My opinion of this plant took a turn recently when I saw it in flower and that took place when I was on my way to work. There was a hedge of Mickey Mouse plants which were used to line the metal railing near the entrance to HortPark’s Floral Walk and those plants were adorned with numerous bright yellow flowers. Each flower has five petals and a clump of stamens positioned in the center. Some sources cited that the flowers are fragrant but I did not notice any scent at close proximity when I snapped pictures posted on this blog.
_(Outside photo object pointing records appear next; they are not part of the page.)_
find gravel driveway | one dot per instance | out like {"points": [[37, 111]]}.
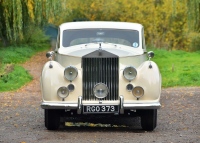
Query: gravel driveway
{"points": [[22, 119]]}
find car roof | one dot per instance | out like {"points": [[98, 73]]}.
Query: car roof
{"points": [[100, 24]]}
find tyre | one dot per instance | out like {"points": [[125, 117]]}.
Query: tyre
{"points": [[149, 119], [52, 119]]}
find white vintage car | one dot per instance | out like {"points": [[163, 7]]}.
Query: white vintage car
{"points": [[100, 68]]}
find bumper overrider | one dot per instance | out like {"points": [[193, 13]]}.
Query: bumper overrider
{"points": [[79, 106]]}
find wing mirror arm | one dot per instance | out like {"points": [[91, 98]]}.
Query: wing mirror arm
{"points": [[150, 55], [50, 55]]}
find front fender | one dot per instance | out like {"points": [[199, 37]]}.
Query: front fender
{"points": [[51, 79]]}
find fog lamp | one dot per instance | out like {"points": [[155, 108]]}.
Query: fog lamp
{"points": [[63, 92], [100, 90], [70, 87], [70, 73], [138, 92], [130, 73], [129, 87]]}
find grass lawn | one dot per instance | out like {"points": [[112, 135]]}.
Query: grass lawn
{"points": [[178, 68], [12, 75]]}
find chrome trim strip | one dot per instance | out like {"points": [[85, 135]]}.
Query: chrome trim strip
{"points": [[78, 106], [156, 105], [51, 105]]}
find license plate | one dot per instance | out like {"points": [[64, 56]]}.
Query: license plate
{"points": [[100, 108]]}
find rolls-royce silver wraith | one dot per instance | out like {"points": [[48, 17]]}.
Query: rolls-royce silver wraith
{"points": [[100, 68]]}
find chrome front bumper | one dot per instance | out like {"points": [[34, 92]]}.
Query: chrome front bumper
{"points": [[123, 106]]}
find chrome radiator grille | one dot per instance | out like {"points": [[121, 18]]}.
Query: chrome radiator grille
{"points": [[100, 69]]}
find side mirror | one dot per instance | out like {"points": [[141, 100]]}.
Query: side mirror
{"points": [[49, 54], [150, 54]]}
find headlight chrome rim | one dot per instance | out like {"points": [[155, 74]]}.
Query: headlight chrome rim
{"points": [[138, 92], [130, 73], [99, 90], [63, 92], [70, 73]]}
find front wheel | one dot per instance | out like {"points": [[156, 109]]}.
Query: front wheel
{"points": [[149, 119], [52, 119]]}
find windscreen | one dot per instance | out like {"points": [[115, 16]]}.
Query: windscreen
{"points": [[116, 36]]}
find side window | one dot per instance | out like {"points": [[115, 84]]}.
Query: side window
{"points": [[143, 40], [58, 40]]}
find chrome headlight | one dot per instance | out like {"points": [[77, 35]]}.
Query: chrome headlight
{"points": [[130, 73], [63, 92], [100, 90], [70, 73], [138, 92]]}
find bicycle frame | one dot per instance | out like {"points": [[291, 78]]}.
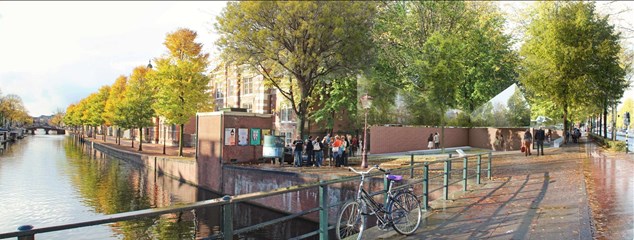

The Mickey Mouse plant seems to have a seasonal blooming habit as it is seldom in bloom most of the time.
A plant that is native to southeastern Africa, the Mickey Mouse plant is botanically known as Ochna kirkii and is a member of a rather obscure plant family, Ochnaceae. Its is sometimes referred to via another synonymous botanical name, O. thomasiana. Ochna is Greek for the wild pear (a species of Pyrus) because leaves of this plant resemble those of the pear tree. The specific epithet kirkii was given in honour of Sir John Kirk (1832 – 1922) who was a British doctor, naturalist and diplomat. He accompanied Dr David Livingstone on this second botanical expedition to Central Africa in 1858.
This plant’s common name ‘Mickey Mouse plant’ has always raised a question mark in my mind as I failed to connect black fruits and the red sepals to Mickey Mouse’s face. The common name was reportedly derived from the appearance of its ripe fruits which is similar to the face of Disney’s Mickey Mouse, complete with a pair of black ears and a red nose. In reality, the fruits of the Mickey Mouse plant are rather small and oval in shape and they turn black when ripe. The black berries are held erect on a waxy red base formed by the enlarged sepals.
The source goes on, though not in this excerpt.